Juno Díaz was born in 1968 in Santo Domingo and grew up in New Jersey, where he studied at both Kean and Rutgers University. At the present time, Díaz is a professor of creative writing at Massachusetts Institute of Technology and is also literature editor for the newspaper »Boston Review«.
His first collection of short stories »Drown« (1996) already gained a great deal of attention. Based on the author’s own experiences, the altogether ten, sometimes interwoven stories take place between the Dominican Republic and the metropolitan regions of the US East Coast. Through adolescent eyes, he describes the everyday fight for survival and in doing so transcends the simplified image of immigrants. Diaz’ narrative voice reflects all shades of the Latino slang spoken in the barrios and lends the rough coming-of-age stories poetic moments. Yunior, who already played a role in his short stories, returns in the novel »The Brief Wondrous Life of Oscar Wao« (2007) as the main narrative force and Diaz’ slightly changed alter ego. Despite the exuberant footnotes, the text charges ahead at a frenetic pace that holds together this family chronicle about three generations whose lives are marked by violence and tragic losses. At the centre you have the obese Oscar who, after emigrating to the USA, flees into an imaginary world of science-fiction films, role plays and not least fantasy literature, while he yearns for affection from the opposite sex. Oscar ultimately becomes an author himself in his escapist isolation striving to achieve the rank of a »Dominican Tolkien«. In a constantly highly charged, rhythmically interwoven manner, Díaz’ text is laced with fulminant references to popular culture, meta-fictional linguistic pieces and Caribbean history. With »This is How You Lose Her« (2012) Díaz once again returns to the figures and scenes of his debut, first and foremost Yunior and his amorous entanglements. Carried along by easy-going slang and augmented by political side blows, the linked episodes take apart the virile demeanour of the protagonist.

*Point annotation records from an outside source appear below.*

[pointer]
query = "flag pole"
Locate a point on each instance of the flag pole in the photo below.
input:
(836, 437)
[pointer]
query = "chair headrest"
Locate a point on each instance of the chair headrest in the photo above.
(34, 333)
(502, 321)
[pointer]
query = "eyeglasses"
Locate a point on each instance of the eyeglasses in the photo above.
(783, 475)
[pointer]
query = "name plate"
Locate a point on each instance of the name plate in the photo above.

Díaz’ prose and essays have been translated into a dozen languages and reprinted in »Story«, »The Paris Review« and »The New Yorker«. His works have also earned him several awards, among these the PEN/Malamud Award (2002), the National Book Critics Circle Award (2007), the Pulitzer Prize for Fiction (2008), a MacArthur Fellowship (2012) an honorary doctor title from Brown University in Providence, Rhode Island (2013). He most recently received the Norman Mailer Prize for Distinguished Writing (2013). Díaz lives in Boston and New York.